Juntos arrastraron una de las cajas sobre el suelo del almacén. Un armario metálico, de un metro de largo y medio de profundidad, con las palabras US MARINE CORPS impresas en un costado. Alicia se arrodilló para abrir los cerrojos y levantó la tapa. Aparecieron esbeltos objetos negros, protegidos por gomaespuma. Peter tardó unos momentos en comprender lo que estaba viendo.

—Hostia puta, Lish.

Ella le pasó un arma. Un rifle de cañón largo, frío al tacto y que olía levemente a aceite. Se le antojó muy ligero en las manos, como fabricado con alguna sustancia que desafiaba a la gravedad. Incluso a la tenue luz del cuarto del almacén, detectó el lustroso brillo en el extremo del cañón. Las armas que había visto eran poco más que reliquias corroídas, rifles y pistolas que el ejército había dejado atrás. La Guardia todavía conservaba algunos en el Arsenal, pero por lo que Peter sabía, todas las municiones se habían agotado hacía algunos años. Peter no había visto en toda su vida algo tan limpio y nuevo, respetado por el tiempo.

—¿Cuántos hay?

—Doce cajas, seis fusiles por caja, algo más de mil balas. Hay seis cajas más en la zona de ventilación.

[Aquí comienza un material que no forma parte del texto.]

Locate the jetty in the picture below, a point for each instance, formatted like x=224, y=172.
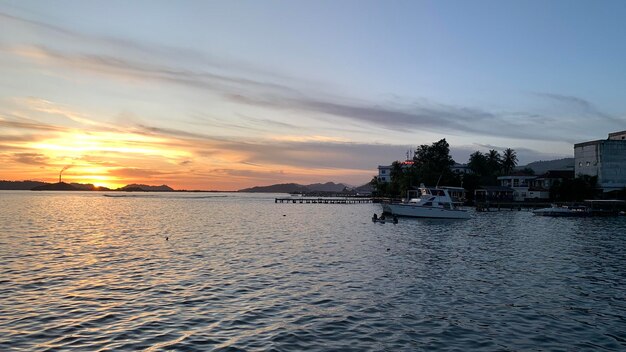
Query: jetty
x=319, y=200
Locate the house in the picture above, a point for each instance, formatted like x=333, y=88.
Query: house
x=528, y=187
x=461, y=169
x=384, y=171
x=520, y=184
x=550, y=178
x=605, y=159
x=493, y=193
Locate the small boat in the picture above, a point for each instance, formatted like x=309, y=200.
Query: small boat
x=564, y=211
x=432, y=202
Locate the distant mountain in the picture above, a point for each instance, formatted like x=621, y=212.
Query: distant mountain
x=326, y=187
x=278, y=188
x=329, y=187
x=541, y=167
x=59, y=186
x=20, y=185
x=145, y=188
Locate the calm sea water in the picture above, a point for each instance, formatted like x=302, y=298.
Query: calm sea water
x=83, y=271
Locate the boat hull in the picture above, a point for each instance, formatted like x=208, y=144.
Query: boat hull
x=424, y=212
x=560, y=212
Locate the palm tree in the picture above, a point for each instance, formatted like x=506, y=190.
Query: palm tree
x=493, y=161
x=509, y=160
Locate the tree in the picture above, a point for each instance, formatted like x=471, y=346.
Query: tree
x=478, y=163
x=493, y=162
x=509, y=161
x=433, y=164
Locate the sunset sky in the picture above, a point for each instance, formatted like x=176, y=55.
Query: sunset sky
x=224, y=95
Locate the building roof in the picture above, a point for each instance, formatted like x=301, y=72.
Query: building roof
x=495, y=189
x=518, y=174
x=558, y=174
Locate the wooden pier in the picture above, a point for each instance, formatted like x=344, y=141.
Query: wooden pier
x=499, y=206
x=302, y=200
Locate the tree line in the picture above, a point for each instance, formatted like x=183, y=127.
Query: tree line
x=432, y=165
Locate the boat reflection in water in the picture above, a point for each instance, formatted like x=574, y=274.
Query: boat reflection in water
x=564, y=211
x=431, y=202
x=590, y=208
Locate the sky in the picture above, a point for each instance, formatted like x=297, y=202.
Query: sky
x=223, y=95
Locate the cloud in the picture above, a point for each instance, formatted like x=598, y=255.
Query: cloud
x=31, y=158
x=579, y=105
x=135, y=173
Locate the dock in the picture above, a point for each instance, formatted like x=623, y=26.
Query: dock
x=319, y=200
x=499, y=206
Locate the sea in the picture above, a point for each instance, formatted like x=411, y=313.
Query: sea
x=92, y=271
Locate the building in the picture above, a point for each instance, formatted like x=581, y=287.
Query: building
x=493, y=194
x=526, y=187
x=461, y=169
x=384, y=171
x=605, y=159
x=520, y=184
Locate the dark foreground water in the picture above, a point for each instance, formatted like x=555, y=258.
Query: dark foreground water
x=82, y=271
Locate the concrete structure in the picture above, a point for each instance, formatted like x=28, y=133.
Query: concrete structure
x=461, y=169
x=534, y=187
x=384, y=171
x=605, y=159
x=521, y=186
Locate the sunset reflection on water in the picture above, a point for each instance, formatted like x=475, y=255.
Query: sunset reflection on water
x=84, y=271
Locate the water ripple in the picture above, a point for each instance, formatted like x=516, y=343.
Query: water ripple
x=82, y=271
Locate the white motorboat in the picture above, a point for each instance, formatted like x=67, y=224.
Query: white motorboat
x=431, y=203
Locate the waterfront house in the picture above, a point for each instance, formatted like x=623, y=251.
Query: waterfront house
x=461, y=169
x=384, y=171
x=528, y=187
x=494, y=194
x=520, y=183
x=605, y=159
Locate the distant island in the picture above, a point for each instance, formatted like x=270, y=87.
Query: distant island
x=315, y=188
x=62, y=186
x=327, y=188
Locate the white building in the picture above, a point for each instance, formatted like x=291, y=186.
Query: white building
x=461, y=169
x=384, y=171
x=521, y=187
x=605, y=159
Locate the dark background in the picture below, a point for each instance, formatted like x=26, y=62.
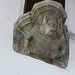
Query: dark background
x=29, y=4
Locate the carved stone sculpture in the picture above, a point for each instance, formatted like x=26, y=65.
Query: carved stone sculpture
x=42, y=33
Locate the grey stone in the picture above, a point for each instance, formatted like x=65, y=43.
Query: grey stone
x=42, y=33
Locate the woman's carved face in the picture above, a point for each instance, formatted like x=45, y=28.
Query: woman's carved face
x=51, y=25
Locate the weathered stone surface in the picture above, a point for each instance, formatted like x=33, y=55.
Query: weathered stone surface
x=42, y=33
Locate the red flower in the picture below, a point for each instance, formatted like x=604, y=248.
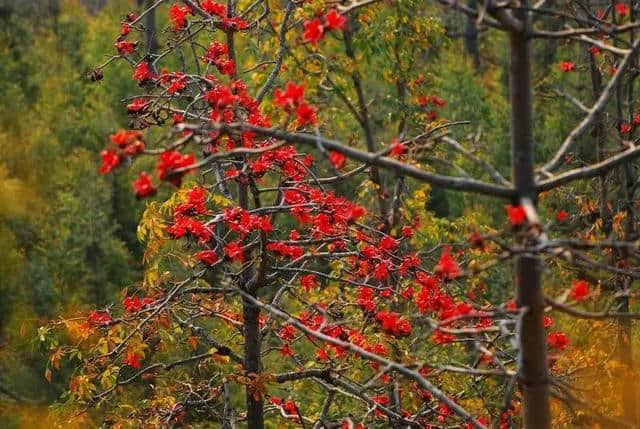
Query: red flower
x=213, y=8
x=306, y=114
x=313, y=31
x=337, y=159
x=110, y=160
x=397, y=149
x=516, y=215
x=579, y=290
x=557, y=340
x=133, y=360
x=308, y=281
x=562, y=215
x=137, y=105
x=388, y=243
x=234, y=251
x=447, y=267
x=123, y=47
x=142, y=73
x=622, y=9
x=207, y=257
x=178, y=16
x=567, y=66
x=143, y=186
x=334, y=21
x=437, y=101
x=625, y=127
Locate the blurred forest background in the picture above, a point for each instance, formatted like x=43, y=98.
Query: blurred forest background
x=67, y=234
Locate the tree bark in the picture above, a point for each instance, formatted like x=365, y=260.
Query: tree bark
x=533, y=372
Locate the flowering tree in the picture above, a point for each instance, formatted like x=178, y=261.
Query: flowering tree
x=335, y=308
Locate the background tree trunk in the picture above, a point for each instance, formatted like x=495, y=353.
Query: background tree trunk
x=533, y=372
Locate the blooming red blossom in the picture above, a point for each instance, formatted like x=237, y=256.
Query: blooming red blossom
x=308, y=281
x=448, y=268
x=123, y=47
x=334, y=21
x=143, y=186
x=567, y=66
x=397, y=148
x=133, y=360
x=557, y=340
x=516, y=215
x=178, y=16
x=110, y=160
x=142, y=73
x=337, y=159
x=138, y=105
x=562, y=215
x=213, y=8
x=234, y=251
x=625, y=127
x=579, y=290
x=622, y=9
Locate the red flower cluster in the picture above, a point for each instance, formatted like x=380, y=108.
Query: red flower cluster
x=293, y=98
x=142, y=73
x=557, y=340
x=447, y=268
x=516, y=215
x=567, y=66
x=178, y=16
x=218, y=55
x=123, y=47
x=241, y=221
x=129, y=143
x=133, y=360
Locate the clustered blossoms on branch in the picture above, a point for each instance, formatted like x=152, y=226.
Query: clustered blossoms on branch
x=267, y=279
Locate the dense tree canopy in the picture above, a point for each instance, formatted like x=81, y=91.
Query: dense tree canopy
x=349, y=214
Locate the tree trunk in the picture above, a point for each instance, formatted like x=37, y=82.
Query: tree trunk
x=533, y=373
x=255, y=418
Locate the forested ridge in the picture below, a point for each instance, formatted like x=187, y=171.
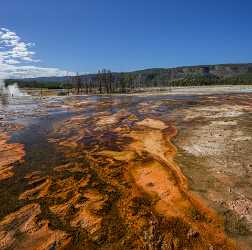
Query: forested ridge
x=105, y=81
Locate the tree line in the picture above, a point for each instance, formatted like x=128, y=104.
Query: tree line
x=106, y=82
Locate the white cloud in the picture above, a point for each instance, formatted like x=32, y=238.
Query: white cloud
x=17, y=59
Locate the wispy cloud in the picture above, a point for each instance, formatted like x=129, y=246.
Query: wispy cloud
x=17, y=58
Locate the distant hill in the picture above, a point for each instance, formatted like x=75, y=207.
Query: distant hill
x=179, y=76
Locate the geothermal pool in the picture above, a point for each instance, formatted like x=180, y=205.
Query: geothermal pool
x=126, y=172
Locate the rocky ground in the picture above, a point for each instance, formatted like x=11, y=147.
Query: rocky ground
x=103, y=173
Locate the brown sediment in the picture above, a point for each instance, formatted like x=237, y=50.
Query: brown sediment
x=20, y=230
x=160, y=178
x=9, y=154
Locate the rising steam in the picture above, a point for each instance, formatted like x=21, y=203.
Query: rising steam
x=11, y=90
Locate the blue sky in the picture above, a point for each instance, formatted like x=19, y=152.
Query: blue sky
x=84, y=36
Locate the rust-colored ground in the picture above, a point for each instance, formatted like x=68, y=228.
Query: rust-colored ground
x=106, y=175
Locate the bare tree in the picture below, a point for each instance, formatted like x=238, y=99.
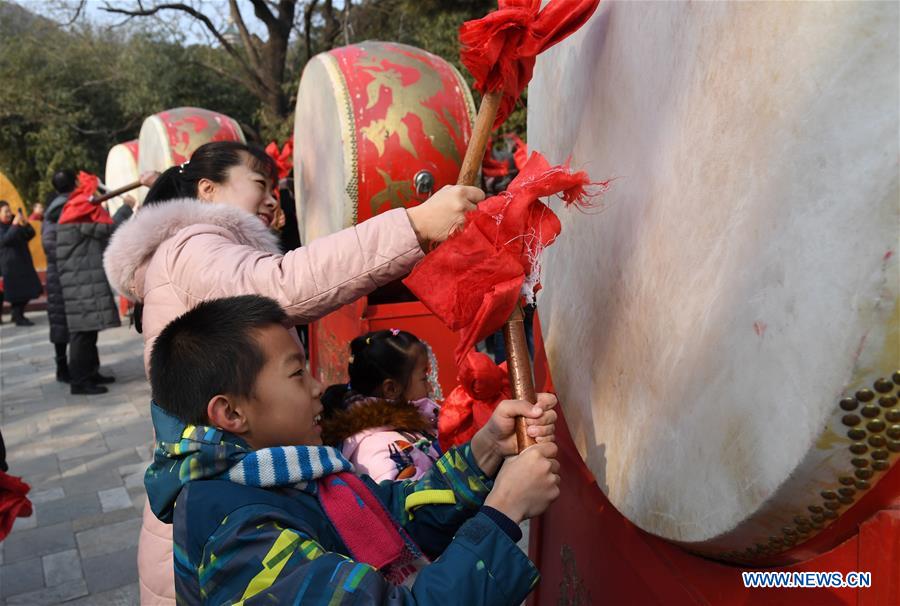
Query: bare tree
x=261, y=63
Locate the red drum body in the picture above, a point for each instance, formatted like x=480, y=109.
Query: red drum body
x=170, y=137
x=725, y=335
x=378, y=126
x=122, y=169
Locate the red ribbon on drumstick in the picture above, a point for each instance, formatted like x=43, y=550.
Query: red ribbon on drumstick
x=496, y=252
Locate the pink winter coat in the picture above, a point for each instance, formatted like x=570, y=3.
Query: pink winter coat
x=174, y=255
x=383, y=439
x=387, y=452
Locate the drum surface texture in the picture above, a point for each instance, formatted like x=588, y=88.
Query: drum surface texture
x=724, y=330
x=170, y=137
x=370, y=119
x=122, y=169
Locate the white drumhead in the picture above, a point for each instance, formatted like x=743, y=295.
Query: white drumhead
x=323, y=171
x=743, y=275
x=170, y=137
x=122, y=169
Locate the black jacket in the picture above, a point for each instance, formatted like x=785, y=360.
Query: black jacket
x=56, y=304
x=79, y=254
x=20, y=281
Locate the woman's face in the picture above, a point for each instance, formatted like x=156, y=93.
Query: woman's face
x=243, y=188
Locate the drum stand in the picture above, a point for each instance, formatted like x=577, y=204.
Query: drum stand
x=588, y=553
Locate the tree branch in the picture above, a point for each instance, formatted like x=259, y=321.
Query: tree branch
x=78, y=10
x=142, y=12
x=221, y=72
x=307, y=26
x=262, y=12
x=245, y=34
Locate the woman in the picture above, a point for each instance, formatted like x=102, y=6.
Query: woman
x=20, y=281
x=203, y=233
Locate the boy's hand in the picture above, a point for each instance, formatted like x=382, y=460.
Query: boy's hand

Todo su nerviosismo se había esfumado, sustituido por un ansia desmesurada de utilizar aquel maravilloso objeto que sostenía en las manos, de sentir su poder.

—Enséñame a cargarlo —dijo.

Alicia tomó el fusil de sus manos y tiró hacia atrás el cerrojo y el cargador. Después, sacó un cargador de balas de la caja, lo colocó delante del guardamonte, lo empujó hacia adelante hasta que encajó y dio a la base dos golpecitos fuertes con la palma de la mano.